5. Carol Lye, Brandywine Global (investment manager under Franklin Templeton)
Associate portfolio manager
Chinese real estate firms issuing high-yield bonds have been sold off since August, particularly the lower quality bonds — but they later rallied, thanks to verbal interventions from Chinese authorities, Lye said.
Last week, however, Chinese real property bonds suffered another selloff. The portfolio manager stated that they were “by far” the worst.
“This concern was raised by concerns about concealed debt and contagion within higher quality.” [BB-rated]All names were sold in a massive fire sale. “Quality names are trading at 80 cents.”
B and BB-rated name bonds are low quality bonds with low credit ratings. They are also commonly known as junk bonds. However, BB rated bonds have a slightly higher quality rating than B-rated bonds.

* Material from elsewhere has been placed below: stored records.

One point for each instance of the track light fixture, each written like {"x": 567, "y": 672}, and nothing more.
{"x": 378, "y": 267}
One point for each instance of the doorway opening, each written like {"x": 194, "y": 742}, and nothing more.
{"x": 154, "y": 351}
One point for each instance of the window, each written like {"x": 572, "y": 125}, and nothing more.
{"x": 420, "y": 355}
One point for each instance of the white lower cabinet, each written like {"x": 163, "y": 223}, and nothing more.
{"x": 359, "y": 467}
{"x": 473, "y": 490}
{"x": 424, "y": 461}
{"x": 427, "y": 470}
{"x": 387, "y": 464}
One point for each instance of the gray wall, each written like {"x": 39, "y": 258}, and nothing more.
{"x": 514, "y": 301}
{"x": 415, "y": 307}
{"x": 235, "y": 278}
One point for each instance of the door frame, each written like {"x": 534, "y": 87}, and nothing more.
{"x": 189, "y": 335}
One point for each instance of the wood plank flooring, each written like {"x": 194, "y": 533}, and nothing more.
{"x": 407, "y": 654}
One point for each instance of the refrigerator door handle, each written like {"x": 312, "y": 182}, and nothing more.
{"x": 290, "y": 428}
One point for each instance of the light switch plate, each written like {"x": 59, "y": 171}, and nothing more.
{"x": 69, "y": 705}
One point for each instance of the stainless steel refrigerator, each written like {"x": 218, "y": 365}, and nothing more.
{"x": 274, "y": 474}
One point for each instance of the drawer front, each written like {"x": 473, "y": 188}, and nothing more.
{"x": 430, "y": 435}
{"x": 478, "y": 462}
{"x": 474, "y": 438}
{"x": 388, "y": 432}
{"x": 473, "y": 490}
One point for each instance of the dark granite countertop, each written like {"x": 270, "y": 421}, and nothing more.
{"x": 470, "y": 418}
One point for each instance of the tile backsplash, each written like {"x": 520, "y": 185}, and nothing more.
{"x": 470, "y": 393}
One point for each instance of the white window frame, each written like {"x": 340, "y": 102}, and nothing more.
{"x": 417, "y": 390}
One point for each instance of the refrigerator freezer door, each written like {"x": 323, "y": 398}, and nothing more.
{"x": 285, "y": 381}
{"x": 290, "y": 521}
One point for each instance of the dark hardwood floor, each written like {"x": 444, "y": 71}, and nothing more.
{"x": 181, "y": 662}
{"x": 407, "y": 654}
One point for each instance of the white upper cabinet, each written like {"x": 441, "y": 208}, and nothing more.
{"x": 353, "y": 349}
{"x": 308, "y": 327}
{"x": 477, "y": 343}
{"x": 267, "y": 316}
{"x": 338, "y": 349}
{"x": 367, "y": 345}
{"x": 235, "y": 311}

News possible changes in the three red line waiver for mergers and acquisitionsThe market was “helped to stage an unprecedented whipsaw rally, especially in quality name,” she stated. She was speaking about China’s “three lines” policy that was introduced last year. The policy limits the debt to be incurred relative to cash flows, assets, and capital.
Another encouraging sign for investors was a change in the issuance of interbank notes onshore and an increase in mortgage loans from October.
She said, “This volatile wild market phenomenon is rare and offers up the opportunity to be placed in quality names.” But caution is advised as volatility will likely continue because many property companies still have tight liquidity.